A blast creates three blast zones – the epicenter, the secondary perimeter, and the periphery. These zones are important for hospital management because different injuries can be anticipated depending on which zone the patient was in at the time of the event. There are the expected trauma injuries that are obvious to even an untrained eye. Of particular interest for me were primary blast injuries, which are caused by blast waves and affect air and fluid-filled organs such as the lungs, ears, and parts of the gastrointestinal tract. These types of injuries are internal and can have a delayed onset or non-obvious symptoms. I did not learn about these types of injuries in nursing school. We also did not learn that ruptured eardrums (tympanic membrane ruptures) and bruising in the pharynx (pharyngeal petechiae) are associated with greater morbidity in bomb victims or that we should assess for blocked blood vessels (air embolisms) or collapsed lungs (pneumothoraces), even in the absence of symptoms, as these are common consequences of blast waves.
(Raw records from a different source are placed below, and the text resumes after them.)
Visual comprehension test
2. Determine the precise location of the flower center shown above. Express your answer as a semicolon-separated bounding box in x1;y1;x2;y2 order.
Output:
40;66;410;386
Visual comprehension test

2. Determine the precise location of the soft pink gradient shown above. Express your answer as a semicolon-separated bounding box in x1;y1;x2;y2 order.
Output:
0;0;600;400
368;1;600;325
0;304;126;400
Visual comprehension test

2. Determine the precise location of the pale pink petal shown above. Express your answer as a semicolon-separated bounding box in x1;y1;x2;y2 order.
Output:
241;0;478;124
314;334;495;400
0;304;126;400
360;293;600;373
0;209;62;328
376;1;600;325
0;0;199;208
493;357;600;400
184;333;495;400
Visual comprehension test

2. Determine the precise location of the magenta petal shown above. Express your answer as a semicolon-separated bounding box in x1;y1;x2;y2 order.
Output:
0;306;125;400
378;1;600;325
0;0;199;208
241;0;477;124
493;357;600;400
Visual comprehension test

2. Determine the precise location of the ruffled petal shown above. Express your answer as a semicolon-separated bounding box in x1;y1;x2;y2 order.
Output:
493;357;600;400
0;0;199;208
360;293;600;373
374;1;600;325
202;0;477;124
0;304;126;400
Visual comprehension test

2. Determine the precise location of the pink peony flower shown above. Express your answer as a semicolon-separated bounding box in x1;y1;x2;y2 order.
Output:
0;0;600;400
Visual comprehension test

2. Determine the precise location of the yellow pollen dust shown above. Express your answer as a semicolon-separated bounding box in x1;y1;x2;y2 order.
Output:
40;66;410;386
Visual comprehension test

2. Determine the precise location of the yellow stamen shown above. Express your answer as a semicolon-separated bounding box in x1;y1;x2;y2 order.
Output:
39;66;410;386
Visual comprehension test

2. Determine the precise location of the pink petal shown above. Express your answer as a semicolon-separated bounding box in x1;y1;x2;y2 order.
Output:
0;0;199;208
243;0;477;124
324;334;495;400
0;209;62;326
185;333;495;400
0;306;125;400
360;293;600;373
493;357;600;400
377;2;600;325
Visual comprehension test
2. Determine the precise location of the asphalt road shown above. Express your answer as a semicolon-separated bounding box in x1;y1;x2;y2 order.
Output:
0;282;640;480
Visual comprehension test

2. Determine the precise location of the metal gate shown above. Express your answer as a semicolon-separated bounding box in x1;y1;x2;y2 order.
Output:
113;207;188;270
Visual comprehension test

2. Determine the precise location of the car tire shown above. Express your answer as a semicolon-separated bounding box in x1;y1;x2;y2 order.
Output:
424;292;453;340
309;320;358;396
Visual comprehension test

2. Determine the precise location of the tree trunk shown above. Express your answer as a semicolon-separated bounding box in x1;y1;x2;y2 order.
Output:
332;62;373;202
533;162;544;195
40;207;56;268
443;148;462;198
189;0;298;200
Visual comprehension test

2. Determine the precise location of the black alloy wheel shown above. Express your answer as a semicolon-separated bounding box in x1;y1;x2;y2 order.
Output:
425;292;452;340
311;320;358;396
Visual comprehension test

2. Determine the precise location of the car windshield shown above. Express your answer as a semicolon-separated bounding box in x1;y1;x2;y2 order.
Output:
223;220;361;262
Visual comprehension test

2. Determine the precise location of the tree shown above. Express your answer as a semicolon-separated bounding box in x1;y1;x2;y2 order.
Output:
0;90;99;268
I thought this knowledge gap might be remedied during on-the-job training, so I contacted a friend who works in an emergency department as a nurse. She told me they did not receive specific training for blast events, but they were taught to assess for trauma in mass casualty events. It was stressed repeatedly during this course that blast events are not like other mass casualty events, as they may or may not result in obvious signs of trauma. I would anticipate that if a significant blast event occurred in the United States, many critically ill patients would not receive timely or appropriate care simply due to lack of knowledge about the effects of these events.
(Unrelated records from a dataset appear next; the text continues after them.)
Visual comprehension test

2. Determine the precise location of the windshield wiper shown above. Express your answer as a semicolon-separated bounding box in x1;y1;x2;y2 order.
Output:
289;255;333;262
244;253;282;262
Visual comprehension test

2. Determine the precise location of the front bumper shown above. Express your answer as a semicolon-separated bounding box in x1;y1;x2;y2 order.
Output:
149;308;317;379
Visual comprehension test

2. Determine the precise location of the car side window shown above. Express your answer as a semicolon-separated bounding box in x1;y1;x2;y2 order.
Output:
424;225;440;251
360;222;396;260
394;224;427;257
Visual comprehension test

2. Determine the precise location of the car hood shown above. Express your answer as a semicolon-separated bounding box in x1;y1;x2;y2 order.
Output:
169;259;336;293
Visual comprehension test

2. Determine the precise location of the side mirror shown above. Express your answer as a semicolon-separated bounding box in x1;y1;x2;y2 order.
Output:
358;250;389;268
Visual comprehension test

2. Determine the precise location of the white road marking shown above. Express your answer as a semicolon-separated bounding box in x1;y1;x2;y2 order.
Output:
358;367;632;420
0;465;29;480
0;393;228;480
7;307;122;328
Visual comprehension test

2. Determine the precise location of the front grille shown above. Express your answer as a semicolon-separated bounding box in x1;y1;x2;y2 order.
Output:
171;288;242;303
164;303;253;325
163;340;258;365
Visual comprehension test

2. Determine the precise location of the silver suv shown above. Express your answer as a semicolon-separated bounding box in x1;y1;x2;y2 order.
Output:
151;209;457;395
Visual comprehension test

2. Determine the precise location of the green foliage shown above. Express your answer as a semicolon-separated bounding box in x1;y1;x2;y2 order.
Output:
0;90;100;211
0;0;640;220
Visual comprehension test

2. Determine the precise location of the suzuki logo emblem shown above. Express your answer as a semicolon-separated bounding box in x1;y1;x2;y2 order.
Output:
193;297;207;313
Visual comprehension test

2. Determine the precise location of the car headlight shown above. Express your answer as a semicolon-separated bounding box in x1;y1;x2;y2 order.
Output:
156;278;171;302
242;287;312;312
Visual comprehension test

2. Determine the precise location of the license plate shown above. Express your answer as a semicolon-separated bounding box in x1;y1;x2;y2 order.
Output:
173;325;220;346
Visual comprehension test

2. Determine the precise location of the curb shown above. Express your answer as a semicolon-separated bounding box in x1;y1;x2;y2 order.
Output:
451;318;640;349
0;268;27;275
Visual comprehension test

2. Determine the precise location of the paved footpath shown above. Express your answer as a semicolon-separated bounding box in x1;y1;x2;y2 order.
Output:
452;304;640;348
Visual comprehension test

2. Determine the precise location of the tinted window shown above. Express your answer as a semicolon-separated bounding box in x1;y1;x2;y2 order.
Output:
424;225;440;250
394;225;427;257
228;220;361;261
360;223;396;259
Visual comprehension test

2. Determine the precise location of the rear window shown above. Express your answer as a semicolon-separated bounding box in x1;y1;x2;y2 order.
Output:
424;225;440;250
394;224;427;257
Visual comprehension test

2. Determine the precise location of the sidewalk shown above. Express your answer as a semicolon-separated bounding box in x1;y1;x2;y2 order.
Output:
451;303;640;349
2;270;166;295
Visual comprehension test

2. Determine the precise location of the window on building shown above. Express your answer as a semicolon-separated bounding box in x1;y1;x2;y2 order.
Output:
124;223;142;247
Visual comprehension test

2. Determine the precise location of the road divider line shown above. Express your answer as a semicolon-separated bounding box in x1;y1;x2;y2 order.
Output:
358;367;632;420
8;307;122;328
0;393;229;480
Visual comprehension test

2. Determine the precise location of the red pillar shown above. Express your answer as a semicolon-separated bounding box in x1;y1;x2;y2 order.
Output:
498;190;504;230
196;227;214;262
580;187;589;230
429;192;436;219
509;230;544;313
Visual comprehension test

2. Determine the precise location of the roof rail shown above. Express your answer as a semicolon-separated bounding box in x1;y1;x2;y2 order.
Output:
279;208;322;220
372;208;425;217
I am very grateful to have had the opportunity to receive this education from some of the world’s leading experts in the field. The COVID-19 pandemic has, hopefully, elucidated the necessity of hospital preparedness, even for CBRNE events that seem unlikely but could happen anywhere at any time. Increasing training, education, planning, collaboration, and funding for management of casualties caused by bombings and other blast events should be a priority for health care systems. This is not just a health issue; it is a matter of national security.